Assuming you don’t have an early fail drive, it has one usable stat, “Power On Hours”. When that begins to creep towards 40,000 you will have a failed drive sooner than later.
As for the rest of the counter, raw read error rate, relocated sector count and friends are also good indications that your drive might not be in the best shape. They don’t say anything about when it will fail though. I’ve had a drive rack up 20 relocated sectors in a couple of weeks, only to stay at 20 for 4 years after that.
And load cycle count is only good for telling if you’re within manufacturer parameters. I frequently see old drives with Load Cycle Count 10-25 times the rated value, and they work just “fine”.
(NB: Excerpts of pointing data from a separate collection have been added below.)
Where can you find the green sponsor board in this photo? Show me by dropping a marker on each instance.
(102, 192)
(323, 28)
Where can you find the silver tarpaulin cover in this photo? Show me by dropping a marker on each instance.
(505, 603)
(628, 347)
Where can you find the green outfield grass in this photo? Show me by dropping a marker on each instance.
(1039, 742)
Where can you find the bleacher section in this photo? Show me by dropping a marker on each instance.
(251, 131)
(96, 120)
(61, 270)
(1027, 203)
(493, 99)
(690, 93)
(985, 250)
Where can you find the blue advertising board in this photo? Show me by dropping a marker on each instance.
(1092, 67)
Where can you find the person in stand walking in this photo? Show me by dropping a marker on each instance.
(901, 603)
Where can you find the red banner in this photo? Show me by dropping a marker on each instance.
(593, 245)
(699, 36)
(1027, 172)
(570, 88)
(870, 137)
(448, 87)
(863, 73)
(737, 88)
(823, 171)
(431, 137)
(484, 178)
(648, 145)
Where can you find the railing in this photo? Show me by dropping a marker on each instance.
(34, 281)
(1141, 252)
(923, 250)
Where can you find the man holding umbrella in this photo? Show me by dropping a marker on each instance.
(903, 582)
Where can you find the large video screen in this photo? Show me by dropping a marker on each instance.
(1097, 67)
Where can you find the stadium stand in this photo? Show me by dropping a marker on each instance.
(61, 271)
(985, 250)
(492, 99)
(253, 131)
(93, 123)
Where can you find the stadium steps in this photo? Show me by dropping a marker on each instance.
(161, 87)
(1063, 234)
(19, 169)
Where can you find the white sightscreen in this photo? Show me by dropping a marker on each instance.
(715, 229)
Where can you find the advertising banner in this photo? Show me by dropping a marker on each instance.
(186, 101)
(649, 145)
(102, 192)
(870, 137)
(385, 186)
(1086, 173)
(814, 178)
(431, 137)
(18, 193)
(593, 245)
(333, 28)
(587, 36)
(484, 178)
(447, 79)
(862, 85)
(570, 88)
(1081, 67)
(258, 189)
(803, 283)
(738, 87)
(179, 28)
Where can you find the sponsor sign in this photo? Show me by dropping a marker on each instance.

1. Extreme imbalance and survivorship bias. The dataset is unwieldy because of the imbalance, no matter the algorithm; and too small if you balance it.
2. I would take a daily/weekly/monthly diff between different values and time to failure, and obviously only from drives that ACTUALLY failed. All drives fail, but data from healhty drives is useless as it lacks the target value. In practice you want to predict how close they are to failing and act preemptively, tagging them as OK and KO completely misses the target (hehe) IMO.
3. Drive maker and model should be vectorized and fed into the model. Mandatory. Different manufacturers and models show different SMART behaviors, and while some stats are red flags in certain drives, they mean nothing in others.
4. This is more of a personal preference, but I like random trees to test whether the dataset is useful. They're not perfect but they give reasonably good results for most tasks, and tend not to overfit, so you can use it as overfitting benchmark vs other algorithms. If they don't either the dataset is shit or it needs some transformation, or the model needs to be more complex (but that's easy to see). Obviously this applies to classifiers and regressions, and not to many other ML tasks.
Neat ML exercise, though it wasn't the right solution for the problem.
What is the right solution at consumer level though? I currently run smartmontools at regular intervals, compare the TBW with manufacturer's TBW and send a MQTT message using a script.
It’s a bit of a breath of fresh air to see a post like this where someone clearly puts the work in to try and solve a given problem with ML and is able to articulate the failure modes of the approach so well.